Этьенн оторопел и, несмотря на воспитание, не мог скрыть растерянности.

— Вы хотите… стать святым?

Клермон посмотрел на него спокойно и внимательно. За время, что прошло с того памятного разговора с де Фонтейном, он пусть не до конца осмыслил, но уловил мысль профессора. Если бы люди любили друг друга… прощали, смирялись и служили бы друг другу — не нужны были бы ни свобода, ни равенство, ни братство — жалкие суррогаты Любви Божьей. Быть святым — это любить Бога и любить людей. Это он понял. Но он понял и другое — его душа, омертвевшая на потерях и унижении — не может пока подлинно любить — ни Бога, ни людей. Понял он и последние слова профессора, и его обжигающий льдом поцелуй. Он должен научиться любить. Он будет святым Божьим, будет жить в любви к людям и Господу, он постарается жить так, чтобы придать смысл бытию мира. Его понимание простиралось и ещё дальше. Его цель была недостижима.
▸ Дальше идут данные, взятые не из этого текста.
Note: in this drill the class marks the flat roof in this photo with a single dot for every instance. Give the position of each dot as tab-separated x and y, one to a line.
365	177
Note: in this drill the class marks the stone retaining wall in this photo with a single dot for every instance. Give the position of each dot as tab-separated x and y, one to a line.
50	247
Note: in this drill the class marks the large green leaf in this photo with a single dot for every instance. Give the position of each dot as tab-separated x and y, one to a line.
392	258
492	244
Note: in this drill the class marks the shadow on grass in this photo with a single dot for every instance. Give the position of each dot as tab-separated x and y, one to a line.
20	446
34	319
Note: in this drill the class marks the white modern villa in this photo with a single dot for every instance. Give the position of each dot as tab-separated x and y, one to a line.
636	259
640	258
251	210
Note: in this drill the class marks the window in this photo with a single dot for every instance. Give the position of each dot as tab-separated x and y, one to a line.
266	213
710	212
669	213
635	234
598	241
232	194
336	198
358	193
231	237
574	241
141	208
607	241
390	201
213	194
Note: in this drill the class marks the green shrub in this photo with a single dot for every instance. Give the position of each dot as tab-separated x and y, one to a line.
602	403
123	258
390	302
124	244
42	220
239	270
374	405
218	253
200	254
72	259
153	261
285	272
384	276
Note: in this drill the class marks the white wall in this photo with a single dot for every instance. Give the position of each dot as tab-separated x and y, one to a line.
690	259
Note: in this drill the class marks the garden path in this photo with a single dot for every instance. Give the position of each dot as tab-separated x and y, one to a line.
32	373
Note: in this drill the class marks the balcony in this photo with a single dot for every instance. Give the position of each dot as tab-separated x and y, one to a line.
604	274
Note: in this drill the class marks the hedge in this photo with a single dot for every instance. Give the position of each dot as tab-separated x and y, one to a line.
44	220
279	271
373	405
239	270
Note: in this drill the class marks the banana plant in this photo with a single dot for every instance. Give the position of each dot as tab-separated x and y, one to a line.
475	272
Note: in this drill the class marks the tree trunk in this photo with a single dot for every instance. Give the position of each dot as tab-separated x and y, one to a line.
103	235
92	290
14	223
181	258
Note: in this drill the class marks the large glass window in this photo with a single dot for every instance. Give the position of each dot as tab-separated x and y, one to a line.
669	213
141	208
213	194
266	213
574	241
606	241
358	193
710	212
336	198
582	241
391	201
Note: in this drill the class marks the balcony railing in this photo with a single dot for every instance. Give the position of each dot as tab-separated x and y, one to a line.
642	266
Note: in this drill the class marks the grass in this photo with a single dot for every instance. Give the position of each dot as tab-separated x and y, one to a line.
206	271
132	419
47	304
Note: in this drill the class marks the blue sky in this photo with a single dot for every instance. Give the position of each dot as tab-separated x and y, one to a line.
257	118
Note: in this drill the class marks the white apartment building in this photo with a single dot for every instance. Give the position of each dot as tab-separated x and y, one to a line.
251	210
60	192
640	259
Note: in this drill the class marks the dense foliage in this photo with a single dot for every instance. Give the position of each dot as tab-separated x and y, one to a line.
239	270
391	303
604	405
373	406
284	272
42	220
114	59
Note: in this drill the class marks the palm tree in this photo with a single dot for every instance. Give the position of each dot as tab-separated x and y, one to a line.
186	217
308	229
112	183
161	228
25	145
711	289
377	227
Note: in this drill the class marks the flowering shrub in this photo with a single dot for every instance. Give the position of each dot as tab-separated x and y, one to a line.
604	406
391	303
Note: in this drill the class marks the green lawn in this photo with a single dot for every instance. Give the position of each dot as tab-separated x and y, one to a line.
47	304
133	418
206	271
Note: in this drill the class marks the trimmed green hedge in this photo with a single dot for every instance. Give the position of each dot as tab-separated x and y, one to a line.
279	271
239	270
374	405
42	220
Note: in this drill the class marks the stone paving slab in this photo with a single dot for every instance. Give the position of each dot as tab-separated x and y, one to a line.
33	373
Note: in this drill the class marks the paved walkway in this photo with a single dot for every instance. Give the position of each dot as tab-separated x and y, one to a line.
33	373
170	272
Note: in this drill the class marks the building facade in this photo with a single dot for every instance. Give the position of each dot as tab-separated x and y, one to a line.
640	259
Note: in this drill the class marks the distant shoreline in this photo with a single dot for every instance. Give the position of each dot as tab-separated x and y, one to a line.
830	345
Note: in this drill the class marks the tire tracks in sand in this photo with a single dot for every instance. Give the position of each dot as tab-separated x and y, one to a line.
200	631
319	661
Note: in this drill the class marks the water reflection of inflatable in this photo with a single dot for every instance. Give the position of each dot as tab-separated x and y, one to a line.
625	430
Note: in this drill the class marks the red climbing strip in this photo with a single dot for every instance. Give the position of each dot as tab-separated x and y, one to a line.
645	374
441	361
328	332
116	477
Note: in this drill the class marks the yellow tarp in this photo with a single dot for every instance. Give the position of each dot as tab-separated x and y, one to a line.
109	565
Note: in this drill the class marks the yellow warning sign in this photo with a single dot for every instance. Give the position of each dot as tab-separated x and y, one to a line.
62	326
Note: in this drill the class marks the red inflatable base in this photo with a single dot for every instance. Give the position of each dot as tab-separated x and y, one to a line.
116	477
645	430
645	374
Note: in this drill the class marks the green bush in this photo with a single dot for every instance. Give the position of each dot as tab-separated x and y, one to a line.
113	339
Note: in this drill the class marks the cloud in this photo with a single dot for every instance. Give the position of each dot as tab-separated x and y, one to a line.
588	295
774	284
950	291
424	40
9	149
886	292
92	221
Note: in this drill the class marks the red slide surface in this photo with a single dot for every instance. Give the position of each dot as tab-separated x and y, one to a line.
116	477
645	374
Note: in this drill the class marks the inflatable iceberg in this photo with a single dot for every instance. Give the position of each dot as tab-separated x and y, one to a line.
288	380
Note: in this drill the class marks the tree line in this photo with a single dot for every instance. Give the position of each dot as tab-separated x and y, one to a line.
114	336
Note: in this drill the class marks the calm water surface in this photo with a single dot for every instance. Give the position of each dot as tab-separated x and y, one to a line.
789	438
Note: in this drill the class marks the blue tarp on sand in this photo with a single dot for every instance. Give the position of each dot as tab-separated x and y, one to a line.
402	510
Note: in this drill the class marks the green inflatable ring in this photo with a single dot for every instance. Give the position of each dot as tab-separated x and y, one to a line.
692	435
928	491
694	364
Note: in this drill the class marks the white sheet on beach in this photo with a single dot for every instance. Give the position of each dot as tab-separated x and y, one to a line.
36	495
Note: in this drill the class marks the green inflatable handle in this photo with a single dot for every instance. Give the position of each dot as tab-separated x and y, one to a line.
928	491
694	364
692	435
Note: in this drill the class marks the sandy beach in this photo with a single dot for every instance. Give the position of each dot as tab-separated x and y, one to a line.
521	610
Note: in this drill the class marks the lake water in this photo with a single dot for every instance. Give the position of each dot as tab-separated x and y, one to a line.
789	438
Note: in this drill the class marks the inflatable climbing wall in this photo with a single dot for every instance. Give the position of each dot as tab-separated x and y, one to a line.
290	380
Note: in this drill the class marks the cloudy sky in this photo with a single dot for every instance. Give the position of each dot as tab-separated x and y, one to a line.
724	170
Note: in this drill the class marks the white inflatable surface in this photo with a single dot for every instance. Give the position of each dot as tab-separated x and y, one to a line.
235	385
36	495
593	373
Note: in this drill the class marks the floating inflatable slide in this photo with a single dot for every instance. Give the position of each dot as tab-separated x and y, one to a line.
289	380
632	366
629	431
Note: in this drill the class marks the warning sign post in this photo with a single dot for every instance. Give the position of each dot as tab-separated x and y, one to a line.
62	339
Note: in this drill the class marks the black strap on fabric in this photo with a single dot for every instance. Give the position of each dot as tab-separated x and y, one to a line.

Но он пойдет к этой недостижимости.

Стоицизм натуры, пессимизм ума и благородство крови подлинно нашли себя на этом поприще.

Он рассказал Этьенну о своём учителе и о его словах. Объяснил и те выводы, что сделал из них. Он уже не боялся профанации или непонимания, просто не думал об этом, скорее, проговаривая осмысленное, пытался ещё раз продумать всё для себя. Этьенн выслушал молча и долго после сидел, глядя на каминное пламя.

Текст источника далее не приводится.